Classified as an abundant resource, 85% of the world's neodymium actually exists within several mines in China, and even though it can be found in other locations, mined neodymium is often sent to China for processing. Examples of this include the Mountain Pass rare earth mine in California and the Mkango mine in Malawi. Due to the lack of funding awarded to exploratory projects, advancements in the discovery of new neodymium deposits has been limited. However, as the global demand for materials like neodymium soars, more projects are likely to go ahead.
Copper is in high demand around the world, not just for the manufacture of renewable products, but for any product that conducts electricity. Large deposits that are close to the surface are difficult to locate and the required permit process is lengthy in order to begin extraction. Underground mining is the traditional method to extract copper from the ground but other techniques, such as in situ leaching, are also employed. This is when a weak acid solution is pumped into the ground through wells, dissolving the copper before pumping it out. This solution is then processed to extract the copper and the wells are flushed with clean water to remove the acid. New copper resources are likely to be found at greater depths. This will require greater temperature and pressure conditions meaning existing technology will have to be adapted to adjust to this new environment.
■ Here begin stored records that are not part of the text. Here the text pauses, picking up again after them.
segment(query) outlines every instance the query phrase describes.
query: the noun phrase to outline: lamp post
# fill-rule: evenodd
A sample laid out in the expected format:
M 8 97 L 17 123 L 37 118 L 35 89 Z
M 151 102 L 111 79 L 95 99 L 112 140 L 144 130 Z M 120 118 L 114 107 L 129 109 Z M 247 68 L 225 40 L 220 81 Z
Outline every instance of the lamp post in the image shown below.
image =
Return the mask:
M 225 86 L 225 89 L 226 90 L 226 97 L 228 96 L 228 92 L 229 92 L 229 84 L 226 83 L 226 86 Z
Lithium is an essential component used in the production of battery storage technologies. By using batteries, electricity demand can be met at all times rather than solely having to rely upon the sun shining or the wind blowing. Currently, the world's largest lithium battery is based at Hornsdale Windfarm in South Australia. The Tesla made, 100MW battery is now set to get even bigger in terms of its storage and output in a new deal with the US. Something that will ultimately require more materials.
Currently, there are two main methods of obtaining lithium: through evaporation from brine under lakes or extraction from spodumene. Spodumene is a hard rock resource, mostly found in Australia, but more mines are developing across the world as the battery market grows.
Cobalt is another essential material for batteries. Currently, the Democratic Republic of the Congo dominates with around 70% of global supply coming from this country. However, the practice of extracting this from the ground has been accused of violating human rights which have now caused scientists and start-ups to strive to create a cobalt-free battery.
As the demand for clean energy rises, the demand for these materials will also rise. That fact can be easily forgotten as we imagine a world powered by solar panels, wind turbines, electric vehicles and large-scale batteries. It's worth thinking about where the materials for the anticipated renewables revolution will come from and how the world will change when the energy goes up.